Member of the Arkansas Senate from the 34th district
- Incumbent
- Assumed office January 9, 2023
- Preceded by: redistricted

Member of the Arkansas House of Representatives from the 93rd district
- In office January 14, 2013 – January 9, 2023
- Preceded by: redistricted
- Succeeded by: redistricted

Personal details
- Born: 1977 or 1978 (age 47–48) Bentonville, Arkansas, U.S.
- Party: Republican
- Spouse: Jennifer Dotson
- Children: 3
- Alma mater: Northwest Arkansas Community College

= Jim Dotson =

American politician

Jim Dotson (born 1977/1978) is an American politician.
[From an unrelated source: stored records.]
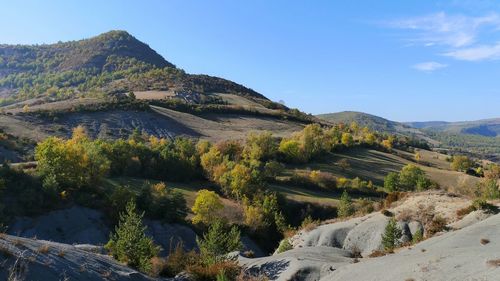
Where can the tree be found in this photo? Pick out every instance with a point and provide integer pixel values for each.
(345, 207)
(260, 146)
(347, 139)
(206, 207)
(417, 157)
(217, 242)
(461, 163)
(291, 151)
(409, 176)
(391, 236)
(391, 182)
(344, 164)
(74, 163)
(129, 243)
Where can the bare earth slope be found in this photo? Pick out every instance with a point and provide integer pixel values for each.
(29, 259)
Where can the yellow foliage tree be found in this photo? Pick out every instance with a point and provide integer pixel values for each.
(206, 207)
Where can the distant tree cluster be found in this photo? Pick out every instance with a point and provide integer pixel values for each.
(410, 178)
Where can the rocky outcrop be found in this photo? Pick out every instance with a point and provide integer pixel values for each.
(75, 225)
(468, 251)
(472, 253)
(30, 260)
(310, 263)
(80, 225)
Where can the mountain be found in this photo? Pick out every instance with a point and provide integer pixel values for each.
(110, 63)
(49, 89)
(475, 138)
(373, 122)
(485, 127)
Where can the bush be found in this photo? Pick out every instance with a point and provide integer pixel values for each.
(129, 243)
(391, 236)
(206, 207)
(162, 202)
(217, 242)
(417, 237)
(346, 207)
(284, 246)
(391, 182)
(461, 163)
(437, 224)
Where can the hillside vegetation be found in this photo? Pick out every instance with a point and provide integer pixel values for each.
(475, 138)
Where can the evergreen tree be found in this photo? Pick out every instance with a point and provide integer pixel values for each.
(345, 208)
(129, 243)
(391, 235)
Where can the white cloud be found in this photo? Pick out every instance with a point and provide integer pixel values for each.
(429, 66)
(448, 30)
(478, 53)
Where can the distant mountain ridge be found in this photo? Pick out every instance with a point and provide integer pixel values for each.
(368, 120)
(479, 138)
(484, 127)
(112, 62)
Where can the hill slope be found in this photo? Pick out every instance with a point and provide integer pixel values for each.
(110, 63)
(475, 138)
(49, 89)
(373, 122)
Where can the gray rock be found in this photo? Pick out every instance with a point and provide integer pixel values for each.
(405, 231)
(308, 263)
(168, 236)
(366, 237)
(415, 226)
(77, 224)
(456, 255)
(470, 219)
(33, 260)
(330, 235)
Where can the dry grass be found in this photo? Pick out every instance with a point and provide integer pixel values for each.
(44, 249)
(493, 263)
(484, 241)
(377, 253)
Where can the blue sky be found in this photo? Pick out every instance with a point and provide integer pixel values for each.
(403, 60)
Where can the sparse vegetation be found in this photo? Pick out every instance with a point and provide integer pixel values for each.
(129, 243)
(391, 236)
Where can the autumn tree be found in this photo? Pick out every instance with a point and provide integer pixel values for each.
(391, 236)
(461, 163)
(347, 139)
(345, 207)
(73, 163)
(218, 242)
(262, 146)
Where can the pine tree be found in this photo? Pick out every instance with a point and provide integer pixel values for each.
(345, 208)
(391, 235)
(129, 243)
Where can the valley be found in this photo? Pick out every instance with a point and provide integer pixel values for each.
(119, 165)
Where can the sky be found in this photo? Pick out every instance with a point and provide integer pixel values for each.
(402, 60)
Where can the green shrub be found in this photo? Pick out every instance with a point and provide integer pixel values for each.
(391, 236)
(217, 242)
(345, 207)
(284, 246)
(129, 243)
(417, 237)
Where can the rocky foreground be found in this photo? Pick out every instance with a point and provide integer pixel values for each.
(467, 249)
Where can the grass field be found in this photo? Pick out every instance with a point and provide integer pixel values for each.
(232, 210)
(369, 164)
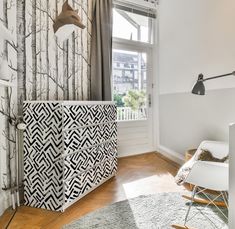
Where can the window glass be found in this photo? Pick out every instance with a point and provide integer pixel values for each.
(131, 26)
(130, 84)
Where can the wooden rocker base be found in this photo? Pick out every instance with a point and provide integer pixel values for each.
(204, 201)
(177, 226)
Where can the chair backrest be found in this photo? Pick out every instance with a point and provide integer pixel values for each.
(209, 175)
(218, 149)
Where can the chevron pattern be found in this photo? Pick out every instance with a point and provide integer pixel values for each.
(86, 159)
(77, 116)
(42, 150)
(89, 179)
(78, 139)
(86, 135)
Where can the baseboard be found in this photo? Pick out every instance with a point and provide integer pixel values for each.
(5, 201)
(171, 154)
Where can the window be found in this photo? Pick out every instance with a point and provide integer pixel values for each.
(133, 38)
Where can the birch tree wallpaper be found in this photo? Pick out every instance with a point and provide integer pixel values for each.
(41, 67)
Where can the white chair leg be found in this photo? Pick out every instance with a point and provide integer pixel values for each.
(190, 205)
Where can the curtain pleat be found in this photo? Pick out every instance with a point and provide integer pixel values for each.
(101, 50)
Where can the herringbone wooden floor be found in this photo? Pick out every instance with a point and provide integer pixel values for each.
(138, 175)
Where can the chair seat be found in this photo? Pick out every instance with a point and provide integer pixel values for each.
(209, 175)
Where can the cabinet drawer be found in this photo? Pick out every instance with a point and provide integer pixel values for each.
(78, 116)
(86, 137)
(83, 183)
(86, 159)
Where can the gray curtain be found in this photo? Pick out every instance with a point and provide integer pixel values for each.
(101, 50)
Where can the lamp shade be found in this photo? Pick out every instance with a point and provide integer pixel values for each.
(199, 88)
(67, 21)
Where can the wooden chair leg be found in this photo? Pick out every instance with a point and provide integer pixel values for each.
(204, 201)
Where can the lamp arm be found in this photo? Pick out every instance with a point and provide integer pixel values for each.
(215, 77)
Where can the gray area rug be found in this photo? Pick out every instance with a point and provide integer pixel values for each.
(158, 211)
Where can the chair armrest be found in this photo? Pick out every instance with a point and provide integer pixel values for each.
(209, 175)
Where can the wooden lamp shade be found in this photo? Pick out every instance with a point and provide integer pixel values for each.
(66, 22)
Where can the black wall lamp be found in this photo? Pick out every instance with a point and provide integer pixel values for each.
(199, 88)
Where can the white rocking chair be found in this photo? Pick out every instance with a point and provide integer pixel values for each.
(208, 176)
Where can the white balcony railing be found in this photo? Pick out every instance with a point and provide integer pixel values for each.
(127, 114)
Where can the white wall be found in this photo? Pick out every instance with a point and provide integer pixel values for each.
(186, 119)
(195, 36)
(232, 177)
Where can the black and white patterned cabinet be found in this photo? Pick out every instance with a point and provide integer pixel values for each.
(70, 148)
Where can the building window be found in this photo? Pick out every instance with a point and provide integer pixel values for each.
(130, 59)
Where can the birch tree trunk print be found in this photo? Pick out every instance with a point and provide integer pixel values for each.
(21, 55)
(7, 105)
(82, 92)
(73, 63)
(56, 58)
(66, 69)
(34, 51)
(40, 50)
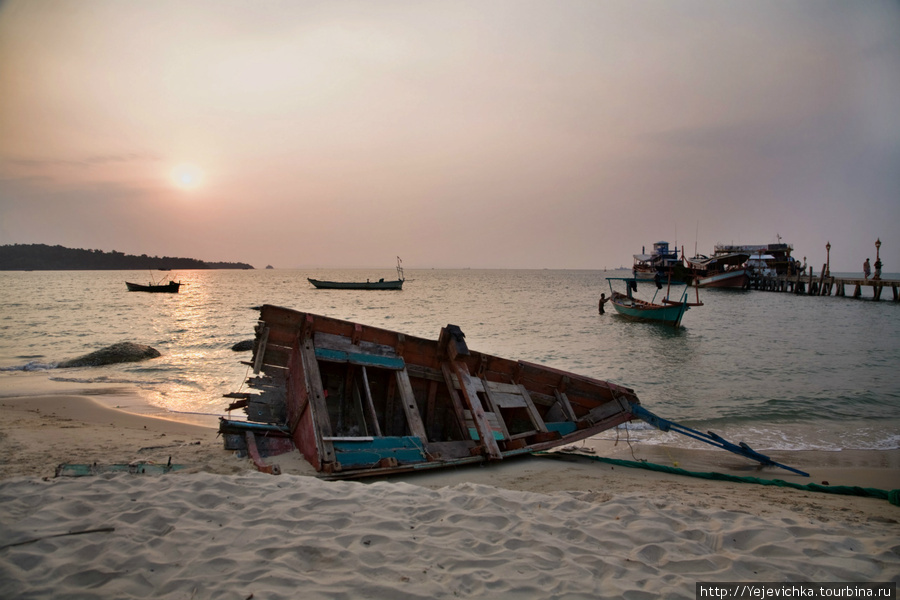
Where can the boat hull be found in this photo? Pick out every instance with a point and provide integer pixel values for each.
(638, 310)
(728, 279)
(170, 288)
(360, 401)
(351, 285)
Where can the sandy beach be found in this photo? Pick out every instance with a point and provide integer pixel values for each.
(539, 527)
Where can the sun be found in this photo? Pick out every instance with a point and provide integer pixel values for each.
(187, 177)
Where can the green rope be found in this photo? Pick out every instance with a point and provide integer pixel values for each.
(892, 496)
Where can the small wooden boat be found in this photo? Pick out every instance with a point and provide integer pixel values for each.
(669, 312)
(381, 284)
(360, 401)
(167, 288)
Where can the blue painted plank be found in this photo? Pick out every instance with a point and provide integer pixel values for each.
(563, 427)
(368, 360)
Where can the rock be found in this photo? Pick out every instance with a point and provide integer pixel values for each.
(244, 346)
(117, 353)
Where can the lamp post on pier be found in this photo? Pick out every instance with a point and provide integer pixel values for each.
(877, 259)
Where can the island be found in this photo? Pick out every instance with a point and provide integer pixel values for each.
(42, 257)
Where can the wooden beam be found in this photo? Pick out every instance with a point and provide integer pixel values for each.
(317, 403)
(470, 394)
(370, 405)
(260, 350)
(564, 403)
(413, 418)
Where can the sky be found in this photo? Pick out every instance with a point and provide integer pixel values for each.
(561, 134)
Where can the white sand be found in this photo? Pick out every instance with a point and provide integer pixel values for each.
(531, 528)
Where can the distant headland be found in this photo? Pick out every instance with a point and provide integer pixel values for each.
(41, 257)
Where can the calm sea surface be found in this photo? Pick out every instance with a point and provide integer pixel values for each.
(775, 370)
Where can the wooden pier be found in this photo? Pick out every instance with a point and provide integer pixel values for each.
(822, 285)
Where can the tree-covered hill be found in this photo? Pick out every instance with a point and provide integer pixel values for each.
(41, 257)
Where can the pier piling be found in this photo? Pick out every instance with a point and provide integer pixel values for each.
(824, 285)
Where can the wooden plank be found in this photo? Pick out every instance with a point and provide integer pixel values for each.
(344, 344)
(260, 350)
(457, 404)
(495, 410)
(564, 403)
(413, 418)
(535, 415)
(321, 422)
(470, 394)
(430, 405)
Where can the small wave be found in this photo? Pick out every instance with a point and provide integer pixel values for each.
(103, 379)
(31, 366)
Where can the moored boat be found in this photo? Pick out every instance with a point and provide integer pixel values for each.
(381, 284)
(722, 270)
(161, 288)
(669, 312)
(661, 262)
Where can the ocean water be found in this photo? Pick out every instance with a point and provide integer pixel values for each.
(776, 370)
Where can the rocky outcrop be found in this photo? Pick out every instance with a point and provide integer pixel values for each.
(117, 353)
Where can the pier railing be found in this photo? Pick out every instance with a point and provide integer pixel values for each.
(826, 285)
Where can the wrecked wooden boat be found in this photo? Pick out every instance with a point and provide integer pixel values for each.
(360, 401)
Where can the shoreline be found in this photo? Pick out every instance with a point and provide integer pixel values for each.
(115, 426)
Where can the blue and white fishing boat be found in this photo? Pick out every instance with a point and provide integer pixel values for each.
(668, 311)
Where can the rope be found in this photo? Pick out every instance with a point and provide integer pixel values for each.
(892, 496)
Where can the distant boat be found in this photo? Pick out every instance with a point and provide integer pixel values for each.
(669, 312)
(158, 287)
(381, 284)
(661, 262)
(167, 288)
(723, 270)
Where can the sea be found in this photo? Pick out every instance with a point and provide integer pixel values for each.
(776, 370)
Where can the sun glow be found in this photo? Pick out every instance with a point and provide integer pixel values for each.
(187, 177)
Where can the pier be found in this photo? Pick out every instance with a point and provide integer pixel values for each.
(826, 285)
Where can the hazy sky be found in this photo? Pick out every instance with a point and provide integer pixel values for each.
(520, 133)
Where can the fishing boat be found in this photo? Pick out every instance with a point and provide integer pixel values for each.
(381, 284)
(661, 262)
(159, 288)
(359, 401)
(167, 288)
(668, 311)
(721, 270)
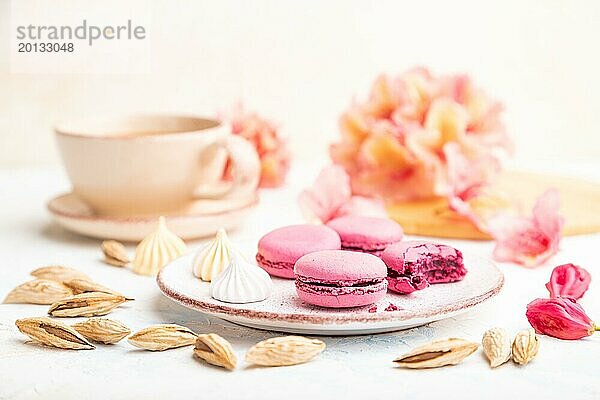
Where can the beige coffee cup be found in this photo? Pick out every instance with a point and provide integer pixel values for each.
(154, 164)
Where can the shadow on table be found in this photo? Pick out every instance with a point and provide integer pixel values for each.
(54, 232)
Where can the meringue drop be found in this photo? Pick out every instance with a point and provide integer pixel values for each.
(213, 258)
(241, 282)
(157, 250)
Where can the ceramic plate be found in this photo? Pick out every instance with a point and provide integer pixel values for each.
(204, 218)
(283, 311)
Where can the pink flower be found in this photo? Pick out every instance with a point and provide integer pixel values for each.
(568, 280)
(529, 240)
(392, 144)
(271, 148)
(559, 317)
(330, 197)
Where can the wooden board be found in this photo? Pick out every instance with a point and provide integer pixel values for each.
(580, 205)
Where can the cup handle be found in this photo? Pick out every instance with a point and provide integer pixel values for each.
(245, 168)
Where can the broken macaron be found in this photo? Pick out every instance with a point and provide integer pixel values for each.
(413, 265)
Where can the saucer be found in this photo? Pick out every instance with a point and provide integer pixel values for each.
(203, 218)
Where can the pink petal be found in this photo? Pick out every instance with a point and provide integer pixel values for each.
(363, 206)
(330, 191)
(528, 240)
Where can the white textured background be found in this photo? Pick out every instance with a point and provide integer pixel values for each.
(302, 62)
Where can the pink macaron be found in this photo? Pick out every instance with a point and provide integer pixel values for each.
(279, 250)
(414, 264)
(339, 278)
(366, 234)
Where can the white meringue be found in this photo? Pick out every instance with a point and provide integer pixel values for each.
(241, 282)
(157, 250)
(213, 258)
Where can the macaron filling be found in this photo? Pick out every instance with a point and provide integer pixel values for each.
(274, 265)
(340, 287)
(356, 246)
(406, 283)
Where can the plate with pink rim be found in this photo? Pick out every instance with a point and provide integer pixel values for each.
(284, 312)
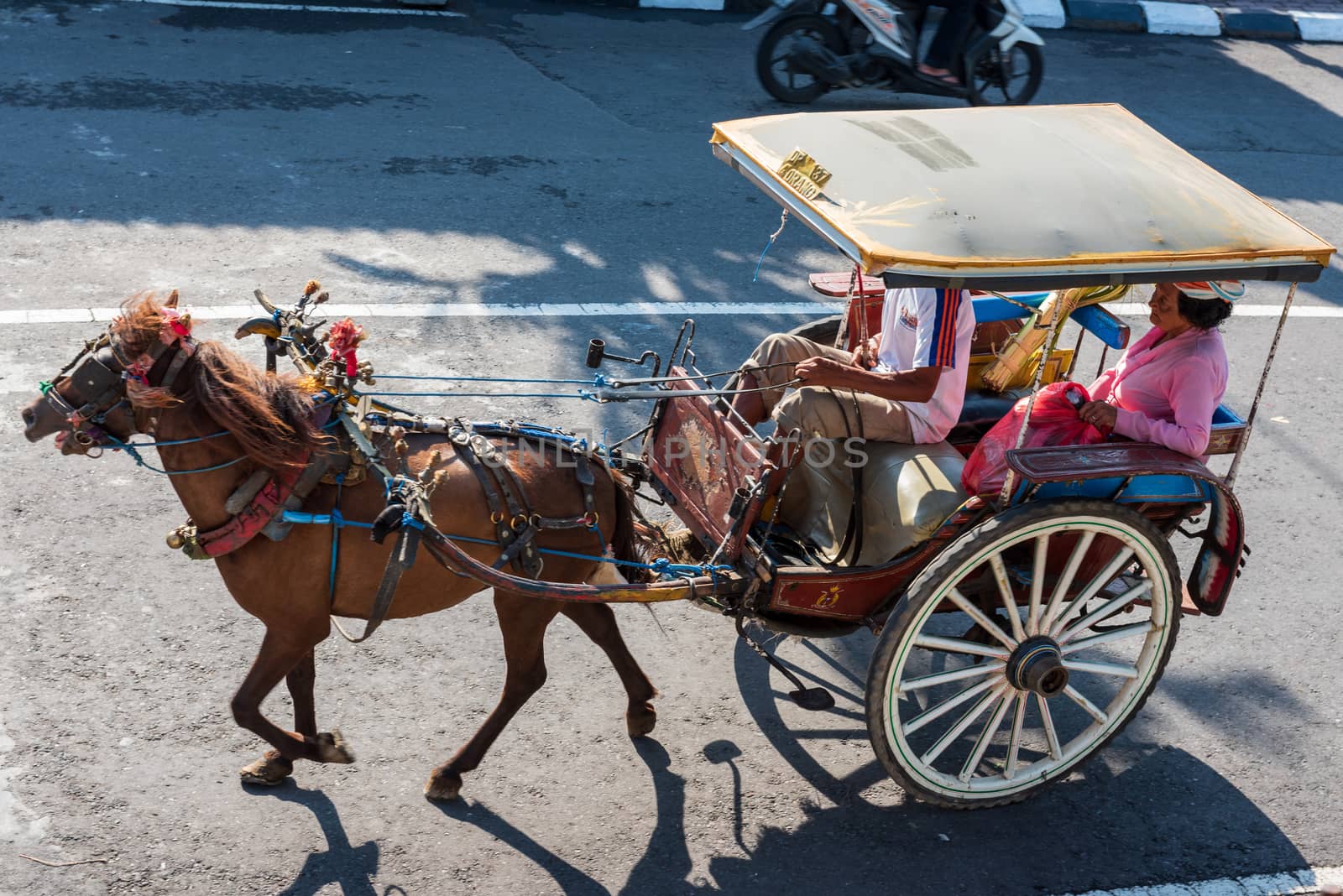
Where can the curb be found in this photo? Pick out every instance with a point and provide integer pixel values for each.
(1143, 16)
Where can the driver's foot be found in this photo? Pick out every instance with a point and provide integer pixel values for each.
(939, 74)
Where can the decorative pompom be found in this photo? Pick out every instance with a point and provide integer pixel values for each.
(344, 338)
(176, 329)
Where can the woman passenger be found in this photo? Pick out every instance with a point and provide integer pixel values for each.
(1168, 385)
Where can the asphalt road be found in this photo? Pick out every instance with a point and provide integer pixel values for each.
(528, 154)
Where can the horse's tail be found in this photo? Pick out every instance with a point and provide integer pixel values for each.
(626, 542)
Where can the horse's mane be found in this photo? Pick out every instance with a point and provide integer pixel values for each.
(269, 414)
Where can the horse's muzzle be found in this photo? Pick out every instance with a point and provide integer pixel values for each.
(38, 425)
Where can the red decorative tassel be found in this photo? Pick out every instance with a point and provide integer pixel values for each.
(344, 340)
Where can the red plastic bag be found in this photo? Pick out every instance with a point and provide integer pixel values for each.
(1053, 421)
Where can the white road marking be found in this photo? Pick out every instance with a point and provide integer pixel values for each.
(571, 310)
(1282, 884)
(295, 7)
(716, 6)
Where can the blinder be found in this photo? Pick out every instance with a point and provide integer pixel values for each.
(98, 378)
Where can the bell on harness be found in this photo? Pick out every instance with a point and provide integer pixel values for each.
(400, 494)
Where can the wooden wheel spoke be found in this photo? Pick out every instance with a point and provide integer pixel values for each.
(986, 737)
(1103, 578)
(1014, 741)
(1092, 710)
(1105, 609)
(978, 615)
(944, 707)
(946, 678)
(995, 562)
(1101, 669)
(1087, 577)
(1108, 638)
(1048, 723)
(959, 645)
(1065, 581)
(1037, 584)
(964, 721)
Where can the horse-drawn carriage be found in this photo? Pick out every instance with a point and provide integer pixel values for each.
(1017, 631)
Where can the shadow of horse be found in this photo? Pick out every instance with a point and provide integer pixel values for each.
(570, 879)
(353, 868)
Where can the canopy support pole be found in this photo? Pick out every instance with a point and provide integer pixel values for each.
(1005, 495)
(1259, 393)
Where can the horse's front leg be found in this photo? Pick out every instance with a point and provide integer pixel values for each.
(277, 659)
(598, 623)
(272, 768)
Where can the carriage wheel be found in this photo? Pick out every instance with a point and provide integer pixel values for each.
(1021, 651)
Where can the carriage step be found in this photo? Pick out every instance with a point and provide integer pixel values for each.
(813, 699)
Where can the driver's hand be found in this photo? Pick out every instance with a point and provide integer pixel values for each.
(865, 356)
(821, 372)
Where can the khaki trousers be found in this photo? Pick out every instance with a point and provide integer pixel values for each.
(823, 412)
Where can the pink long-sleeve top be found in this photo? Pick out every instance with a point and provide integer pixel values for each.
(1168, 393)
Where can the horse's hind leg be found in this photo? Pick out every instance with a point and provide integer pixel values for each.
(273, 768)
(523, 620)
(598, 623)
(280, 656)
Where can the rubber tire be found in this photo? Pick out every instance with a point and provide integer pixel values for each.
(1037, 76)
(785, 27)
(924, 586)
(823, 331)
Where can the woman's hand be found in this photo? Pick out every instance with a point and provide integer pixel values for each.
(821, 372)
(1100, 414)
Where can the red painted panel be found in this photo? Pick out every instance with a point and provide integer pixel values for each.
(703, 459)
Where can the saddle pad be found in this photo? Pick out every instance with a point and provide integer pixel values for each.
(908, 492)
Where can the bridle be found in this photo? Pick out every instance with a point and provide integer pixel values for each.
(107, 371)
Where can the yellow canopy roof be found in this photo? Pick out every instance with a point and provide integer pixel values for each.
(1016, 197)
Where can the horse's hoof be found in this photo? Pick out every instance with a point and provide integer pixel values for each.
(268, 772)
(332, 748)
(443, 786)
(641, 721)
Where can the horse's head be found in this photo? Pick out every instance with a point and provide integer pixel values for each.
(93, 401)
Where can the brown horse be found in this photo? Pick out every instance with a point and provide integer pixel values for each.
(285, 584)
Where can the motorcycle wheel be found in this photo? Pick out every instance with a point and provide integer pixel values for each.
(1005, 78)
(772, 67)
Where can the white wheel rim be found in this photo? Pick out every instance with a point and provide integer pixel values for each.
(964, 730)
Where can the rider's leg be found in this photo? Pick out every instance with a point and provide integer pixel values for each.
(770, 367)
(950, 39)
(843, 414)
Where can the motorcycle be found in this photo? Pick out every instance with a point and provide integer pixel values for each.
(814, 46)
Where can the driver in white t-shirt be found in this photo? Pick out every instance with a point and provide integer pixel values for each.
(906, 385)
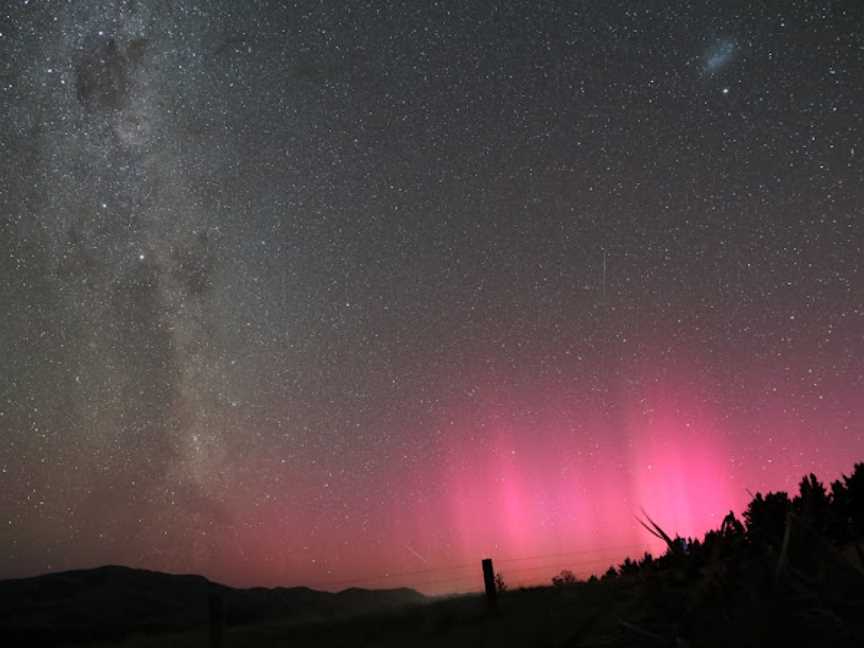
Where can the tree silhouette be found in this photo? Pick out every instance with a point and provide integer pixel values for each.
(766, 519)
He has represented part of Benton County, Arkansas in the Arkansas Senate since 2023. Previously, he represented a similar constituency in the Arkansas House of Representatives from 2013 to 2023.

Dotson was born in Bentonville, Arkansas, and attended Northwest Arkansas Community College. In 2013, he was elected for the 93rd district of the Arkansas House of Representatives, assuming office on January 14, 2013. In 2014, Dotson began working as a real estate agent at Gibson Real Estate.

In 2022 he was elected for the 34th district of the Arkansas Senate, defeating Peter Christie, mayor of Bella Vista, Arkansas, in the Republican primary, and Libertarian Jean Pierre DeVilliers in the general election.